Bad news, everybody — it seems that Google has removed the interface that Scroogle used to get its results from, rendering Scroogle’s search engine scraper powerless.
For those who don’t know, Scroogle acts as a go-between between your computer and Google’s servers. You go to Scroogle.org, click on the “Scroogle Scraper” link (or just type “scroogle.org/scraper.html” to start with 😉 ) and type in your search terms. Scroogle’s servers send these results on to Google’s servers, get the results, parse them, and send them back to you.
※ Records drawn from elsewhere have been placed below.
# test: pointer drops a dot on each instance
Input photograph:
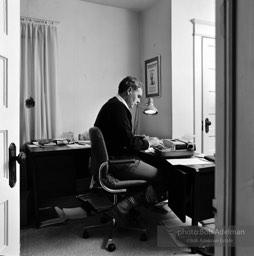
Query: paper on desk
(188, 161)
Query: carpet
(66, 239)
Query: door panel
(9, 124)
(209, 94)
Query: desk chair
(100, 165)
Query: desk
(53, 172)
(191, 186)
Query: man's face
(134, 97)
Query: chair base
(105, 221)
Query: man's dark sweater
(114, 120)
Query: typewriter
(175, 148)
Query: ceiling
(137, 5)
“Why bother with the middleman to get the same results?” you might ask. Well, you see, Google places a tracking cookie on your computer if it doesn’t have one already. This cookie doesn’t expire for 38 years, and allows Google to tie your searches and, if I understand correctly, surfing across any website they control or have AdSense on, which is a LOT, to a specific IP address — to your network. This helps them create a rather thorough database of your surfing habits, which — whether intended for money-making, more specific searches, or some other reason — is a rather huge invasion of privacy. And that’s not the only issue with Google — but I’ll let Google Watch teach you about all that, for now. 🙂 And Wikipedia too, since I am not without a sense of irony.
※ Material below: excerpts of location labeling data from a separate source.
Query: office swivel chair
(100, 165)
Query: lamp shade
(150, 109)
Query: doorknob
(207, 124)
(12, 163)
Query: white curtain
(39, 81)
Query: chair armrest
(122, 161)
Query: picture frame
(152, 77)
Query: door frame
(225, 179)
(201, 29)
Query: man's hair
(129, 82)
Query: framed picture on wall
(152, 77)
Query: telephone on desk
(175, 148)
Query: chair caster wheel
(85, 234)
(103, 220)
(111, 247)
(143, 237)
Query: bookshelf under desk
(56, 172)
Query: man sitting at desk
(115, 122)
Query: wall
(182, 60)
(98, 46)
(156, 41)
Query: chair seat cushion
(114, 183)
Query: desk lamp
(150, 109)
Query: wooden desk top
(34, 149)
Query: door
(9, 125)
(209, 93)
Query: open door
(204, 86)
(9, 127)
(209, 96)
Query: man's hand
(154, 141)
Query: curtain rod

By acting as a middleman between your computer and Google, Scroogle prevented this cookie, your search terms, and your IP address from being logged by Google. Moreover, Scroogle didn’t use any cookies of its own, save your search terms, or even keep their own logs more than 48 hours.
Best of all for those searching from work or over insecure WiFi, there was a SSL-encrypted version of the search scraper.
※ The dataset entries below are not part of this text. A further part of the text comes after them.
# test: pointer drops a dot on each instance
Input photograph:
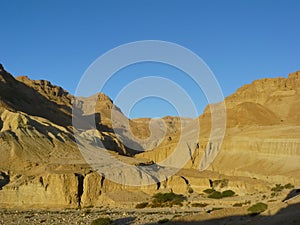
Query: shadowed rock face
(41, 165)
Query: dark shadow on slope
(20, 97)
(287, 216)
(4, 179)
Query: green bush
(258, 208)
(237, 204)
(141, 205)
(199, 204)
(163, 220)
(215, 195)
(289, 186)
(228, 193)
(221, 183)
(277, 188)
(102, 221)
(167, 199)
(208, 191)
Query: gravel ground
(86, 216)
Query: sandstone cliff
(41, 165)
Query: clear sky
(240, 40)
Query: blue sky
(239, 40)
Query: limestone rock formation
(42, 164)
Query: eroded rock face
(47, 191)
(41, 165)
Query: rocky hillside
(42, 166)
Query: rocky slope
(42, 166)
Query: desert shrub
(190, 190)
(102, 221)
(213, 209)
(215, 195)
(277, 188)
(228, 193)
(221, 183)
(258, 208)
(167, 199)
(238, 204)
(199, 204)
(141, 205)
(165, 220)
(289, 186)
(208, 191)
But now, Big Brother Google has removed the interface Scroogle’s scraper used.
We regret to announce that our Google scraper may have to be permanently retired, thanks to a change at Google. It depends on whether Google is willing to restore the simple interface that we’ve been scraping since Scroogle started five years ago. Actually, we’ve been using that interface for scraping since Google-Watch.org began in 2002.
This interface (here’s a sample from years ago) was remarkably stable all that time. During those eight years there were only about five changes that required some programming adjustments. Also, this interface was available at every Google data center in exactly the same form, which allowed us to use 700 IP addresses for Google.
That interface was at http://www.google.com/ie but on May 10, 2010 they took it down and inserted a redirect to /toolbar/ie8/sidebar.html. It used to have a search box, and the results it showed were generic during that entire time. It didn’t show the snippets unless you moused-over the links it produced (they were there for our program, so that was okay), and it has never had any ads. Our impression was that these results were from Google’s basic algorithms, and that extra features and ads were added on top of these generic results. Three years ago Google launched “Universal Search,” which meant that they added results from other Google services on their pages. But this simple interface we were using was not affected at all.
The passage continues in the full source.